New forum member "Chris T" made a copy of his Tafe operators book for me. I will be sending him my complete repair manual for him to copy in exchange. While reading the tractor manual I learned a VERY IMPORTANT thing probably applicable to all tractor owners.
Imports - 1 of 1 (10) by Larry Malinoski, on Flickr

On page 53 it talks of how to change and service your cooling system. Now everyone should know this.

Imports - 1 of 1 (8) by Larry Malinoski, on Flickr

Guessing if you can't get clean rainwater you would then use dirty rainwater or ???? Let your imagination go on this one. Later it talks of dealing with the coolant in "frosty" weather. Another piece of important advice for tractor owners from the Indian manufacturer, Tafe.


----------



## dozer966 (Dec 30, 2014)

I'd be weary of using rainwater from my area because of the acid rain fallout from the smelters in my area. I don't think that's a very good idea.


----------



## Captain Mal (Jul 15, 2020)

Of course. The advice is an asinine joke to me. Think about the source. India. Maybe poor to no running water, no distilled or other clean water source. Dig a hole in the ground and see what accumulates.
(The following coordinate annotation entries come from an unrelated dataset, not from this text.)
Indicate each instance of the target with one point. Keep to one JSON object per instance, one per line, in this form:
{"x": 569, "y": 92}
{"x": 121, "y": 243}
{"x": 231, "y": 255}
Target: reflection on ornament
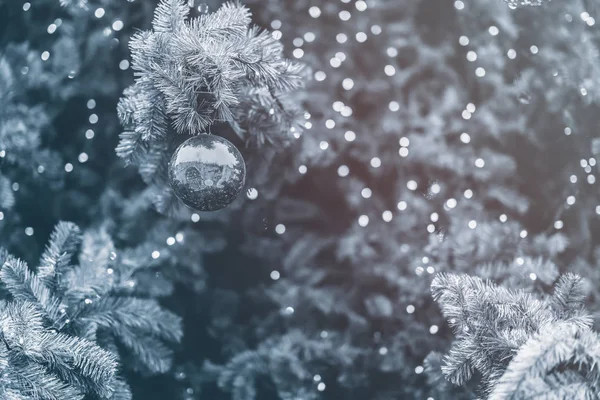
{"x": 207, "y": 172}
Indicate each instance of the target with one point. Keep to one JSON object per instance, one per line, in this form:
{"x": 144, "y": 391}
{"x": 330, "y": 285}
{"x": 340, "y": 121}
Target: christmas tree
{"x": 417, "y": 215}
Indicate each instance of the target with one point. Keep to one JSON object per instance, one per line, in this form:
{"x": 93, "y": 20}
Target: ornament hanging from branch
{"x": 217, "y": 73}
{"x": 207, "y": 172}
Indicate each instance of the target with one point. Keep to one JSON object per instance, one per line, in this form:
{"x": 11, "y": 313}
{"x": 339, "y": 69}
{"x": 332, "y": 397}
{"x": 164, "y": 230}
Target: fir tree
{"x": 519, "y": 346}
{"x": 193, "y": 74}
{"x": 73, "y": 322}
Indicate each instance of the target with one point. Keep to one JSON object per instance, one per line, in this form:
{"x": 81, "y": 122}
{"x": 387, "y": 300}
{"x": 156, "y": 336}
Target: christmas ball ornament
{"x": 207, "y": 172}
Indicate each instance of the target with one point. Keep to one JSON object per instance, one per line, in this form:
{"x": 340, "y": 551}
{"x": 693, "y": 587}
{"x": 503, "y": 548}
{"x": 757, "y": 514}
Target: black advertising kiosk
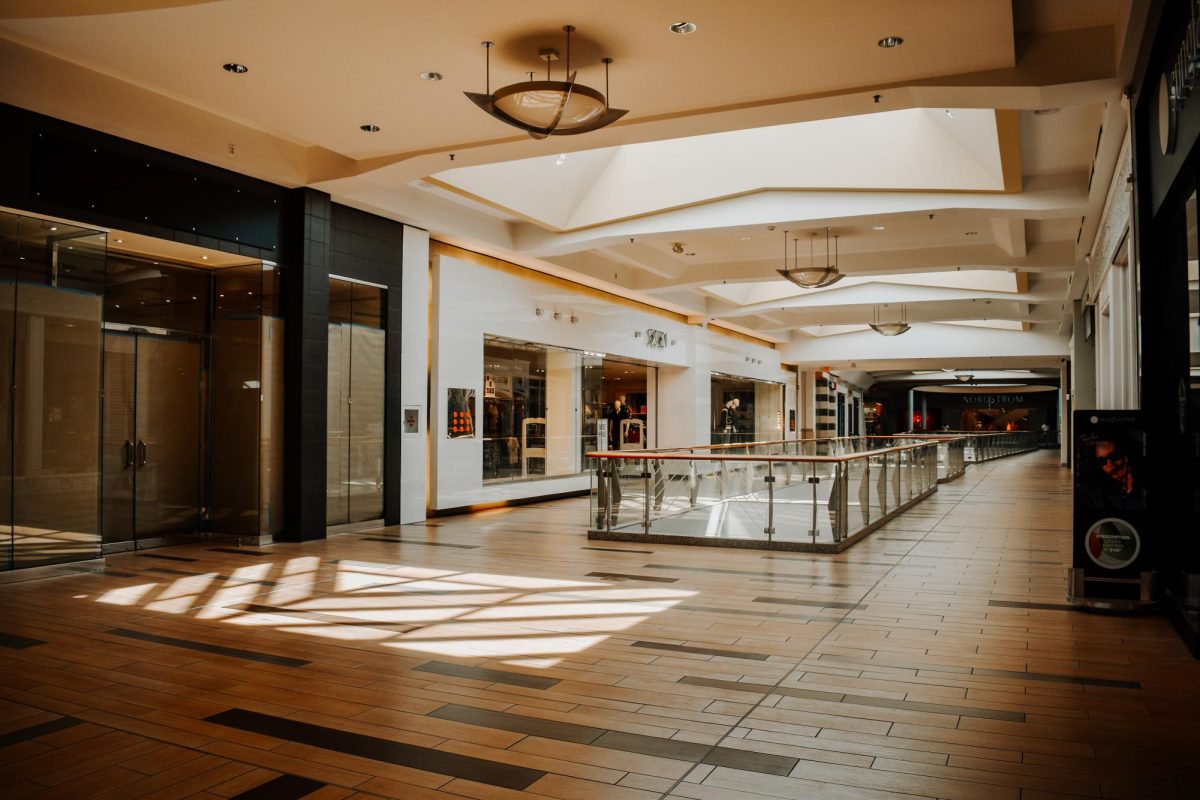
{"x": 1113, "y": 552}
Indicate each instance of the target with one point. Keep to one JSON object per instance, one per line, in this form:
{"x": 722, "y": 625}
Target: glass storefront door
{"x": 153, "y": 437}
{"x": 355, "y": 403}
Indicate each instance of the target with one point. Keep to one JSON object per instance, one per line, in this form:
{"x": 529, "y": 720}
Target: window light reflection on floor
{"x": 519, "y": 618}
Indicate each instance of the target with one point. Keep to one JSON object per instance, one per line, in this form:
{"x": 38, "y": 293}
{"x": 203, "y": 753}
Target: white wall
{"x": 472, "y": 300}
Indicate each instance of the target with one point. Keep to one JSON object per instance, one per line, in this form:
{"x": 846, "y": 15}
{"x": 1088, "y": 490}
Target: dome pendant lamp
{"x": 892, "y": 329}
{"x": 813, "y": 276}
{"x": 544, "y": 108}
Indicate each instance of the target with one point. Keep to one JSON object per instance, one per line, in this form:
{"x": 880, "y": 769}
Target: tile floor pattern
{"x": 502, "y": 655}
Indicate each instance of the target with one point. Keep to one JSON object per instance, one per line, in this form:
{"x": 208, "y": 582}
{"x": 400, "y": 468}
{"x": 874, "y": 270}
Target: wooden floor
{"x": 501, "y": 655}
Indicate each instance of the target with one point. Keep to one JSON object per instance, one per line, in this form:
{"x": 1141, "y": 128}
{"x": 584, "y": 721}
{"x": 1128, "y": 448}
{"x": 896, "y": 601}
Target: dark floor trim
{"x": 490, "y": 675}
{"x": 285, "y": 787}
{"x": 397, "y": 540}
{"x": 625, "y": 576}
{"x": 35, "y": 731}
{"x": 233, "y": 653}
{"x": 381, "y": 750}
{"x": 702, "y": 651}
{"x": 16, "y": 642}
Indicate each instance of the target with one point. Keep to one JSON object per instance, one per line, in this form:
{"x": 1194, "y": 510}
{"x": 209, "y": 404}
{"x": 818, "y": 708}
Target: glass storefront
{"x": 52, "y": 278}
{"x": 544, "y": 408}
{"x": 138, "y": 394}
{"x": 354, "y": 444}
{"x": 745, "y": 409}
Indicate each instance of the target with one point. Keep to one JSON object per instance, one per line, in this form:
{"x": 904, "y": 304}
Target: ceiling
{"x": 963, "y": 173}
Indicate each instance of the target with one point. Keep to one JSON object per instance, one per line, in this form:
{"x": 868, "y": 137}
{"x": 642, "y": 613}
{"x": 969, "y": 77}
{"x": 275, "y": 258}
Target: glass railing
{"x": 801, "y": 494}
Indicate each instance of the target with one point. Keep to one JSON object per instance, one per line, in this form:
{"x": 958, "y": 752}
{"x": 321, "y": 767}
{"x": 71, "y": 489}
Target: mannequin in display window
{"x": 619, "y": 411}
{"x": 727, "y": 426}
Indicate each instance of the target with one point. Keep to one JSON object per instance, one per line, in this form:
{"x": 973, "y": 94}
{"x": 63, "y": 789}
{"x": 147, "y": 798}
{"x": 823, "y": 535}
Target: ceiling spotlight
{"x": 813, "y": 276}
{"x": 892, "y": 328}
{"x": 544, "y": 108}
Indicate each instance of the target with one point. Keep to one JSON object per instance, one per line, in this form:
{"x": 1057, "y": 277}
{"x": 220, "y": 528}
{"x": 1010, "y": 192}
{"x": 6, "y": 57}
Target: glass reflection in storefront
{"x": 745, "y": 409}
{"x": 354, "y": 445}
{"x": 544, "y": 408}
{"x": 52, "y": 278}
In that situation rainwater is "clean" compared to the options. 

Reading something silly like that should reinforce the reality that those of use in North America and many other parts of the world have built a standard of living only dreamed about in the rest of the world. 

You think Canadian skies are polluted, try a visit to India, Russia, China, South America etc. Makes you realize how precious the area is we live in and how lucky we are to be here.


----------



## dozer966 (Dec 30, 2014)

Captain Mal said:


> Of course. The advice is an asinine joke to me. Think about the source. India. Maybe poor to no running water, no distilled or other clean water source. Dig a hole in the ground and see what accumulates. In that situation rainwater is "clean" compared to the options.
> 
> Reading something silly like that should reinforce the reality that those of use in North America and many other parts of the world have built a standard of living only dreamed about in the rest of the world.
> 
> You think Canadian skies are polluted, try a visit to India, Russia, China, South America etc. Makes you realize how precious the area is we live in and how lucky we are to be here.




Very well said


----------